Ideally, you’ll be able to eliminate your debt entirely before you start a business. This will free up your personal finances, make you more available for outside sources of capital, and put less stress on you to make money immediately.

  • Negotiate your rates. First, try to relieve your debt by negotiating the rates on your credit cards. Sometimes, a simple call to the credit card company is enough to get your rates lower—and if you’re successful, you could end up paying hundreds to thousands of dollars less over the course of your payment.
  • Consolidate your cards. If you have debt on multiple cards and one of them has a significantly lower rate, consider consolidating your debts to one card. That will help you achieve the optimal interest rate and also make your payments easier to manage.
  • Create a budget. You’ll need to create a budget to reduce your expenses and establish upper limits for your spending habits, so you can use the extra money you save to pay down your debts. It’s a simple, but important step.
  • Pay more than you need. The power of compound interest means the longer it takes you to pay off your debt, the more you’re going to pay back in interest; if you don’t pay your debt off fast enough, you’ll end up paying interest on the interest, and you could end up owing more than you started with. The solution is to pay more money than you need to, funneling almost all your extra cash to paying down your principals.

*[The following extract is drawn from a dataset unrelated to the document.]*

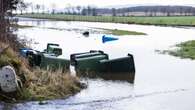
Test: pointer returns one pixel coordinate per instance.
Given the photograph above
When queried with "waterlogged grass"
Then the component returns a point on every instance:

Starting a Business While Still in Debt

Unfortunately, all of these debt elimination strategies take a long time to work; depending on your original debt, it could be months or years. If you’re trying to start a business sooner than that, you may need to start a business while still in debt. It’s certainly possible, but you’ll need to bear a few extra considerations in mind.

  • Start frugally. Depending on the business you want to start, it’s possible to begin a venture with less than $100. For other businesses, you may be able to reduce your operating expenses to a bare minimum while you bootstrap your venture. Doing this requires patience, and is especially stressful, but you can easily keep your business running on a few thousand dollars at a time. For these businesses, you’ll need to establish a line of revenue as quickly as possible if you want to survive.
  • Have a plan for capital. If you’re loaded with debt, you’ll need an alternative plan for capital. There are still many options available to you; you’ll likely be able to establish a secured line of credit (provided you have an asset to use as collateral), or you may be able to influence an angel investor or venture capitalist to invest in your business.
  • Prepare to compensate when pitching. If you do plan to pitch to venture capitalists or angel investors, make sure you have a strong financial model in place. If you aren’t investing any of your own money, and if your credit score is mediocre, you’ll need a strong pitch to attract additional funds.
  • Have a backup plan. Finally, you need to understand that even the best business models can—and do—fail. The majority of businesses fail within the first few years of operation, and if that happens, you may be left with even more debt than before. You’ll need to have a financial backup plan in place in case that happens, as an insurance policy to protect yourself.

You may be able to start and nurture a successful business even while swimming in credit card debt, but it’s difficult and inadvisable. If you can, eliminate your debt entirely before starting a business, and if you can’t, at least try to get it under control. The better you manage your personal finances, the greater your chances of entrepreneurial success will be.